Hi Keith,
On 12/14/20 10:23 PM, Keith Busch wrote:
On Wed, Dec 09, 2020 at 11:55:07PM +0100, Hinko Kocevar wrote:
Adding a bunch of printk()'s to portdrv_pci.c led to (partial) success!
So, the pcie_portdrv_error_detected() returns PCI_ERS_RESULT_CAN_RECOVER and
therefore the pcie_portdrv_slot_reset() is not called.

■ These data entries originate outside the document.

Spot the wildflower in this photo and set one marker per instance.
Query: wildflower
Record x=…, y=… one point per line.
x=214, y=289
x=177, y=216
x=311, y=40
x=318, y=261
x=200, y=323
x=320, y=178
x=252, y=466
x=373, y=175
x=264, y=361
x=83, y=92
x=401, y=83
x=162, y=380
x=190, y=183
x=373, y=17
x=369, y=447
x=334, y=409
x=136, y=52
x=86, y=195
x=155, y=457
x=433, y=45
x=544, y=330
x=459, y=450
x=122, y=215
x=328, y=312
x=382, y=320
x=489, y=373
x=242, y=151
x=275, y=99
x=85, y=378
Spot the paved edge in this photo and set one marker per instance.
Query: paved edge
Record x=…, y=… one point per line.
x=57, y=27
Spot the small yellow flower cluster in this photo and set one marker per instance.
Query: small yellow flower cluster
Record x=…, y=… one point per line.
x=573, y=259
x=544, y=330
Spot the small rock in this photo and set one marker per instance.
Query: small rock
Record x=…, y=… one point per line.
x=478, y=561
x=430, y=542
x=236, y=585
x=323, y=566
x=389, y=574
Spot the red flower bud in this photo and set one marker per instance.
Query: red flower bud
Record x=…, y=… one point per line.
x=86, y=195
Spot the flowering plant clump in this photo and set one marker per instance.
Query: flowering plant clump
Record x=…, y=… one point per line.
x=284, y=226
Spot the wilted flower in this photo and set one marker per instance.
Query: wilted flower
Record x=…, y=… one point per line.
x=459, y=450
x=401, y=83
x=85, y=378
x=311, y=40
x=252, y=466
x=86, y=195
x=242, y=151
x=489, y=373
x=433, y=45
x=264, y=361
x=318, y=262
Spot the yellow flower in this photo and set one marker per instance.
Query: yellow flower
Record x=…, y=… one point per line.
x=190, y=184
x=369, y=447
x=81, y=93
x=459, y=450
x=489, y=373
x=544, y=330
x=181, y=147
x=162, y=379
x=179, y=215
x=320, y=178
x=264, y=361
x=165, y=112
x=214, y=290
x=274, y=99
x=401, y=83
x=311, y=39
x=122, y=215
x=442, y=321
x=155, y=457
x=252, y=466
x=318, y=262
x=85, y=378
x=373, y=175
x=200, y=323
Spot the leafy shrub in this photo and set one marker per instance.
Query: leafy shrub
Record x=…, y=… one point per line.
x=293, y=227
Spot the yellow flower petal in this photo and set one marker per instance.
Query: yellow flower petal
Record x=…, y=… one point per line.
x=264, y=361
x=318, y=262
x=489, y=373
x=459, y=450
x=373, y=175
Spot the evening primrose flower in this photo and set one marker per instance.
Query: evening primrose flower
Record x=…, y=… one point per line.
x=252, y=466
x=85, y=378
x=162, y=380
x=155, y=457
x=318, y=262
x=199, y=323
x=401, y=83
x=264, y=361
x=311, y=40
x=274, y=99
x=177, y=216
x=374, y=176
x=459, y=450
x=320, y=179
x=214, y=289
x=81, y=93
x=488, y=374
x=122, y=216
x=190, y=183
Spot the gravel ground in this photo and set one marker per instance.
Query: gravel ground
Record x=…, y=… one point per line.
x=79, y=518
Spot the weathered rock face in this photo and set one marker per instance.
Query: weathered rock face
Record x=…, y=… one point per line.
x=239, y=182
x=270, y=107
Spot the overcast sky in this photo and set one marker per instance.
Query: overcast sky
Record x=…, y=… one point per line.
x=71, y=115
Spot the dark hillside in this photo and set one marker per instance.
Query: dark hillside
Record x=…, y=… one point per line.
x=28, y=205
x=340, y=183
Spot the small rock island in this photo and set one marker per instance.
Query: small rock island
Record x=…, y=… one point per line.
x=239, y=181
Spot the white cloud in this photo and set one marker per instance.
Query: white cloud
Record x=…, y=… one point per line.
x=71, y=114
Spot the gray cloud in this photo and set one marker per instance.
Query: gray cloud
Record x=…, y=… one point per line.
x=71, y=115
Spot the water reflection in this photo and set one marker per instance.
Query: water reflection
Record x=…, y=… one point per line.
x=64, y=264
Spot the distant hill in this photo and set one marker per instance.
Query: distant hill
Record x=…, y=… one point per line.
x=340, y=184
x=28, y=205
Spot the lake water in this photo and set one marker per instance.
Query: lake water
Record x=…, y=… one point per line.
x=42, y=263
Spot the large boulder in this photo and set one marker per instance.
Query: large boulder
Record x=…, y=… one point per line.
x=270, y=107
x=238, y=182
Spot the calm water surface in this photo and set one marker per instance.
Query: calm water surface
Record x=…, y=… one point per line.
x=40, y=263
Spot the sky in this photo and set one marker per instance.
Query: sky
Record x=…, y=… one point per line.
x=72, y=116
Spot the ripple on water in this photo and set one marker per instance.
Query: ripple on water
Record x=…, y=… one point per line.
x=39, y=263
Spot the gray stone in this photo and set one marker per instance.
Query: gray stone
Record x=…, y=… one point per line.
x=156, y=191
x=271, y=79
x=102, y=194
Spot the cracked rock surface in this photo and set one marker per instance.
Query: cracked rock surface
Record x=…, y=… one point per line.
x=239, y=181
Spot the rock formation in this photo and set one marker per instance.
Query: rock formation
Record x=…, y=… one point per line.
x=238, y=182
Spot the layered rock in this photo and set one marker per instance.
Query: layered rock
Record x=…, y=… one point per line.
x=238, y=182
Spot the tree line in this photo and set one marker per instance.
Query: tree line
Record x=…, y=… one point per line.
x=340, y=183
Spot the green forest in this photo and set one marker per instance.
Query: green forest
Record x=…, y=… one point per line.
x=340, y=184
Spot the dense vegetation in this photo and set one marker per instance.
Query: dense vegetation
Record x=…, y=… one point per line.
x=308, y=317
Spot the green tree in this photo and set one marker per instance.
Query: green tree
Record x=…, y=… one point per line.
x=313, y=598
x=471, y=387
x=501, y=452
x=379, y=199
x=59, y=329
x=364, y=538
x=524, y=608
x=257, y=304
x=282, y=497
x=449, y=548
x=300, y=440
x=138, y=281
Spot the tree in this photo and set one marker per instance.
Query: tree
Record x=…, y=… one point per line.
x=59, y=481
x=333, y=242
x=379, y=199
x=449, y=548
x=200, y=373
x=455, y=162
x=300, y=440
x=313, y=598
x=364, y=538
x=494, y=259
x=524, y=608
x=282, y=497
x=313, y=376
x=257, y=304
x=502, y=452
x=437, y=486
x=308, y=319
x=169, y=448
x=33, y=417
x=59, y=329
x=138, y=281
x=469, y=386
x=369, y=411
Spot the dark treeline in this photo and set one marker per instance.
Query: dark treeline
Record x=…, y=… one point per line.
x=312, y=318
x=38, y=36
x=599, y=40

But the pcie_portdrv_err_resume() is called! Adding these two lines to
pcie_portdrv_err_resume(), before the call to device_for_each_child():
pci_restore_state(dev);
pci_save_state(dev);
You need to do that with the current kernel or are you still using a
3.10? A more recent kernel shouldn't have needed such a fix after the
This was tested on the 5.9.12 kernel at that time. As of today, I've
re-ran the tests on Bjorn's git tree, pci/err branch from Sunday (I
guess 5.10.0 version).
following commit was introduced:
https://git.kernel.org/pub/scm/linux/kernel/git/torvalds/linux.git/commit/?id=874b3251113a1e2cbe79c24994dc03fe4fe4b99b
I noticed the change you are pointing out when trying to propose a patch.
It made me curious on why the pcie_portdrv_slot_reset() is not invoked.
After sprinkling a couple of printk()'s around the pcie_do_recovery()
and pcie_portdrv_err_handler's I can observe that the
pcie_portdrv_slot_reset() is never called from pcie_do_recovery() due to
status returned by reset_subordinates() (actually aer_root_reset() from
pcie/aer.c) being PCI_ERS_RESULT_RECOVERED.
I reckon, in order to invoke the pcie_portdrv_slot_reset(), the
aer_root_reset() should have returned PCI_ERS_RESULT_NEED_RESET.
As soon as I plug the calls to pci_restore_state() and pci_save_state()
into the pcie_portdrv_err_resume() the bus and devices are operational
again.